Chaves, da USP, relata que extraiu desse livro a expressão que se tornou subtítulo da coletânea Brasil/África: Como se o mar fosse mentira (Editora Unesp, 2006), da qual é uma das organizadoras e que traz um depoimento do historiador. “Em um ensaio, Alberto conta a história de uma festa na Nigéria. Nela, nota uma similaridade entre hábitos, rituais e tradições locais e o Brasil. E então diz: ‘É como se o mar fosse mentira’”, comenta a crítica literária, que enfatiza a qualidade da prosa do embaixador.
Sem titulação acadêmica, Costa e Silva não podia orientar alunos ou participar de bancas oficialmente.

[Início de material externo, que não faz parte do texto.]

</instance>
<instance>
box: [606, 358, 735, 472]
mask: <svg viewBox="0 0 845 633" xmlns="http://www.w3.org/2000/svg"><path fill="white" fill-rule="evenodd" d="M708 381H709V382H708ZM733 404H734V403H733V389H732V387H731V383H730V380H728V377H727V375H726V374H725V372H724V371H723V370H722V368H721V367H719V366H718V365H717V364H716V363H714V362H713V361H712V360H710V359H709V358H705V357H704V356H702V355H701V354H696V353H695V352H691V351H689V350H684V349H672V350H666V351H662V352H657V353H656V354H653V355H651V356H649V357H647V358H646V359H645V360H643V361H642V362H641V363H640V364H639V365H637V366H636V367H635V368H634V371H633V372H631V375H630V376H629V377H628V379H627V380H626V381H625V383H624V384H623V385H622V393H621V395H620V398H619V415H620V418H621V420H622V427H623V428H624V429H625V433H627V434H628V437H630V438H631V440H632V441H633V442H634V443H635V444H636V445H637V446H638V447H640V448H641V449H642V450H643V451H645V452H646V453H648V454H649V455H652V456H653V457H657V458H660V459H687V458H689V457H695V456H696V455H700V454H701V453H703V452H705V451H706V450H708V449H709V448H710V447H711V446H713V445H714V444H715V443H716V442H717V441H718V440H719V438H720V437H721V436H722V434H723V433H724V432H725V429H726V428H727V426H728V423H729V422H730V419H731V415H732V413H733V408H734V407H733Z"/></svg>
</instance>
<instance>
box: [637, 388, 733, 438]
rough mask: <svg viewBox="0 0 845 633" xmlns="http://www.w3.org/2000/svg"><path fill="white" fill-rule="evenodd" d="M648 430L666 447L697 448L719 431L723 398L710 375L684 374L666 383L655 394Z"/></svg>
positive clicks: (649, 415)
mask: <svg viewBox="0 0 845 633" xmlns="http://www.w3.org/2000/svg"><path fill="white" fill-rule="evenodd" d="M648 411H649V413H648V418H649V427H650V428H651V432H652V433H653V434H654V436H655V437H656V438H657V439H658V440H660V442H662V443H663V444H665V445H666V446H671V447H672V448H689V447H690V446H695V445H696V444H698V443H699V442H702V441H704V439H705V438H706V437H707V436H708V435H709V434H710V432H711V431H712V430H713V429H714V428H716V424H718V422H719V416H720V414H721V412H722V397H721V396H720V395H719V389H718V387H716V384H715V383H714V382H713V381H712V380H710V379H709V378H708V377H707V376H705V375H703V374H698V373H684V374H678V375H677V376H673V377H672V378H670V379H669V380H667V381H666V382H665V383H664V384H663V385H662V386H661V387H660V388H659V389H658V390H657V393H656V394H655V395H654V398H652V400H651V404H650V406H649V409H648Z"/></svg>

Mesmo assim, de acordo com Soares, era sempre convidado para comparecer a defesas de teses e dissertações. “Ele lia os trabalhos com atenção e acompanhava os pesquisadores”, relata a historiadora. “Além de ser um erudito, gostava de transmitir o que conhecia. Tinha alma de educador.” Costa e Silva obteve reconhecimento acadêmico por meio dos títulos de doutor honoris causa que recebeu, incluindo o da Universidade Obafemi Awolowo, em Ifé, na Nigéria, concedido em 1986. Na ocasião, declarou que era o prêmio do qual mais se orgulhava.
Paulistano, Alberto Vasconcellos da Costa e Silva cresceu em Fortaleza (CE), para onde se mudou com a família aos 2 anos. Seu pai, o poeta piauiense Antônio Francisco da Costa e Silva (1885-1950), é autor do hino do Piauí. Conforme relata o historiador em seu livro de memórias Espelho do príncipe (Nova Fronteira, 2012), uma experiência traumática do pai se converteria em motivação para que o jovem Alberto ingressasse na carreira diplomática. José Maria da Silva Paranhos Júnior, o barão do Rio Branco (1845-1912), ministro das Relações Exteriores de 1902 a 1912, teria recusado o ingresso do poeta no Itamaraty, não devido às suas capacidades intelectuais, que elogiou, mas à sua aparência física.
O historiador e diplomata era viúvo e deixa três filhos, sete netos e uma bisneta. Como poeta, publicou nove livros, dois dos quais receberam o prêmio Jabuti: Ao lado de Vera (Nova Fronteira, 1997) e seus Poemas reunidos (Nova Fronteira, 2000). Foi eleito para a Academia Brasileira de Letras (ABL) em 2000, ocupando a cadeira no 9, e presidiu a instituição em 2002 e 2003.